No se trató estrictamente de un intento de golpe de estado

Aunque algunas personas que irrumpieron en el Capitolio estaban armadas, no parecieron ser parte de ninguna organización militar

The New York Times

The New York Times

jueves, 07 enero 2021 | 18:19

¿Las acciones del presidente Trump y de algunos de sus simpatizantes --- incluyendo el esfuerzo que hizo Trump el sábado para presionar al secretario de Estado de Georgia para anular los resultados de la votación estatal en la elección presidencial, y el que ayer haya incitado abiertamente a la muchedumbre que luego atacó el Capitolio de Estados Unidos --- constituyen un intento de golpe de estado?

Si la pregunta es si esas acciones son gravemente serias como un golpe de estado, la respuesta es sí, comentó Erica de Bruin, una politóloga del Colegio Hamilton, quien ha realizado investigaciones sobre golpes de estado durante más de una década.

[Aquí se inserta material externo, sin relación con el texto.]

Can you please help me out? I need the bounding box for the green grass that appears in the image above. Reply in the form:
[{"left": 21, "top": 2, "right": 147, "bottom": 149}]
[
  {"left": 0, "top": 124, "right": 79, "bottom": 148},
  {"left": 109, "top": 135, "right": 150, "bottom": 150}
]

Aunque el violento y anti-democrático ataque contra el Capitolio no encaja en la definición técnica de un golpe de estado aun cuando el presidente lo incitó y alentó. Eso importa, dicen los expertos, debido a que se requieren otras acciones para impedir que este tipo de ataque dañe la democracia.

Un golpe de estado es un intento ilegal de tomar el poder a través de la fuerza o la amenaza de fuerza, usualmente involucrando por lo menos una parte del ejército o de las fuerzas de seguridad formales, aunque en algunas ocasiones están respaldados por paramilitares u otro tipo de grupos armados.

Eso no es lo que sucedió ayer en Washington.

 Aunque algunas personas que irrumpieron en el Capitolio estaban armadas, no parecieron ser parte de ninguna organización militar o rebelde. Y aunque Trump alentó a sus seguidores en su capacidad de líder de su movimiento, no trató de llamar al ejército para solicitar su ayuda, ni usó el poder formal de la presidencia para ayudarlos, comentó Anunihal Singh, profesor del Colegio de Guerra Naval cuya investigación se enfoca en los golpes de estado.

El ataque de ayer y el que Trump lo haya alentado encaja perfectamente en la categoría de dictadura. Y para combatir ese tipo de problemas anti-democráticos se requieren tácticas diferentes a las que serían usadas en contra de un golpe de estado.